Anyone who has worked on a software project with a team of people
knows how difficult the coordination of efforts can be. Students of
Fred Brooks' The Mythical Man Month, or people who understand
it implicitly by virtue of their experiences in the work place, are
well aware of this. Intelligence, quite simply, does not scale. The
number of communication channels for a team grows with the square of
the number of participants, and presumably the efficiency of such a
team shrinks with a corresponding inverse relationship. To keep
things from grinding to a halt, good tools must be at one's behest.
Among these tools, a good source code management tool must reside on a
developer's belt. There are many options from which to choose, some
better than others. In the open source and Unix community, CVS has
long been a favorite. There also exist myriad commercial
alternatives, such as ClearCase, Razor and Perforce. More recently,
the open source community has added Subversion to its arsenal, a tool
superior to CVS and one that has breathed new life into the
non-commercial offerings.
CVS has long been maligned by proponents of commercial alternatives,
but Subversion largely undermines any claims that proponents of such
tools can make. For a full list of the improvements that Subversion
makes over CVS, see the documentation, but the main ones follow...

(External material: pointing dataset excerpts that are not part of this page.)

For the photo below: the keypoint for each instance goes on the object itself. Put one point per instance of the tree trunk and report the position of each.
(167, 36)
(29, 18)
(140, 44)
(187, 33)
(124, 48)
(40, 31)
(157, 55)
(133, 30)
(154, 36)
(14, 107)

For one thing, Subversion provides atomic commits. This is huge.
When you commit code from your sandbox back to the repository, there
exists a race condition with CVS that may cause you to fumble. When
doing a commit, even a batch commit, you are actually just committing
one file at a time. Furthermore, the commit operation may fail should
it be the case that a newer version of the file has been committed
since you last updated. If you try to commit a batch of files in CVS,
it may be the case that one or more of the file commits may fail,
leaving the repository in a broken state. This is bad, very bad.

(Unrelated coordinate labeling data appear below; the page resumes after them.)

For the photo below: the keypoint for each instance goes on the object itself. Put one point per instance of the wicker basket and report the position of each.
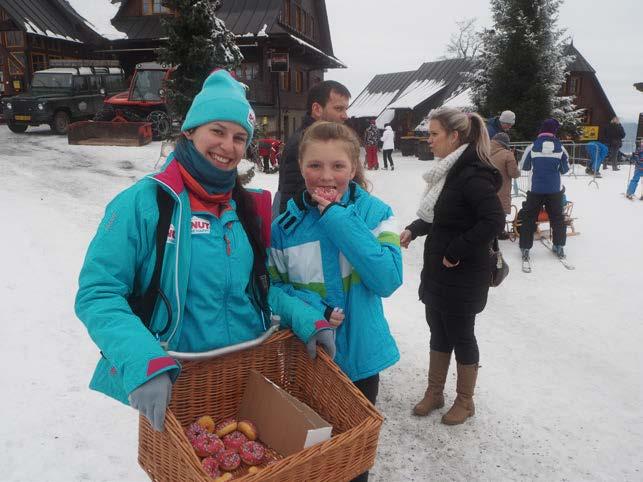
(215, 387)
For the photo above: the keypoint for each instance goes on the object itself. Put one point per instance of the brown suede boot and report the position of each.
(433, 397)
(463, 407)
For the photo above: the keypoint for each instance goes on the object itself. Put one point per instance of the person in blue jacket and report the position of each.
(596, 151)
(547, 158)
(503, 123)
(637, 157)
(336, 247)
(210, 296)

Subversion, on the other hand, operates not on a per-file basis for
commits, but rather on the basis of change sets. You can commit a
group of files together, and either they all commit or none of them
commit. This does wonders to forfend breaking the build.

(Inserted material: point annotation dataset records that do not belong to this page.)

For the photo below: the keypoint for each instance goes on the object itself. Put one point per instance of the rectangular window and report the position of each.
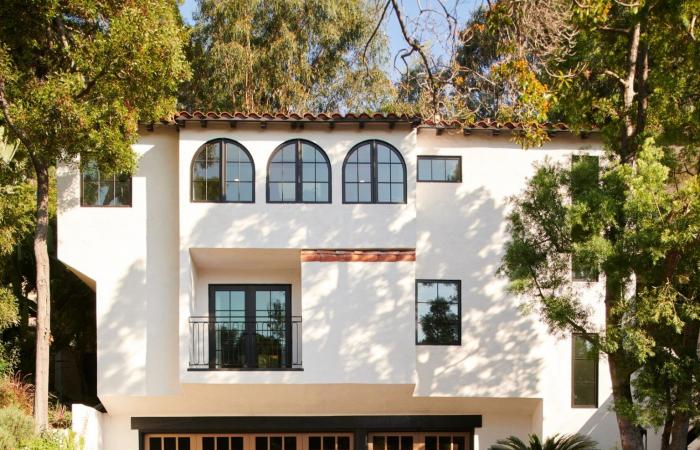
(584, 371)
(438, 312)
(99, 188)
(445, 169)
(584, 180)
(250, 326)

On a related note, revision numbers in Subversion are not done on a
file by file basis. Rather, the whole repository has a revision
number that increments with the commission of each change set. This
has the advantage of lumping changes together into logical units. For
a given revision number you don't really care that file Foo changed.
What you want to know know is what feature was implemented for a given
revision, and what modifications were made in the course of doing so.
Subversion makes this a reality. From revision 442 to 443, you can
see the list of files that changed, and the corresponding comment
"fixed bug #256". To do this in CVS you will have to resort to ad-hoc
measures, perhaps writing tools of your own.
Another big win with Subversion is that file renaming is a first class
operation and directories are first class objects. In CVS, moving a
file was a horribly clumsy operation. You had to copy the file to its
new location, issue a delete command for the old location, and issue
an add command for the new location. In the process of doing so you
would lose the history of the file. If you did not wish to lose the
file's history, you were literally forced to go into the repository
and hand move the corresponding file at your own risk. That sucked,
and with Subversion is entirely obviated. Now you just issue a "svn
mv" command and life is good. Given how central this operation is to refactoring code, I wonder how I ever lived without it as a CVS user.
Another big gripe about CVS is the tedium of branching with it. In
Subversion, branching is trivially easy. Whereas in CVS the general
opinion seems to be that branching is akin to being bitten by rabid
coyotes, in Subversion it basically consists of a directory copy operation. You
issue a "svn copy" command, which is actually a light weight
copy-on-write method, creating a new node in a directory tree that
comprises the branch. An "svn merge" command specifying that branch
will merge things to wherever you desire with minimal hassle.
All in all, Subversion is a fantastic tool, and one that I believe to
represent the future of version control. However, this doesn't stop
the snooty and recalcitrant proponents of commercial tools from
claiming that Subversion is an inferior tool, and that everyone would
be better off if only they would adopt a "real" tool. This claim, as
far as I am concerned, is nonsense.
In dealing with said Philistines, it would seem that the most common
complaint centers on Subversion's lack of deference to strict file
locking. This is unfortunate, as said mechanism is in fact a crutch
for a crippled process. If coordination of developers in your group
depends on knowing who is editing what file, then, quite frankly, you
are doing something very wrong.
In developing software, the fundamental unit of work is a feature, or
perhaps a bug fix. The fact that you are operating on a directory
tree of files is accidental. It is an artifact, something that is not
an intrinsic facet of software development. Along these lines I would
argue that file locking operations represent a faux feature. They
provide a false sense of security that lulls developers into a state
of complacency, a state of mind that assumes that everything is A-OK
just as long as people aren't working on the same files.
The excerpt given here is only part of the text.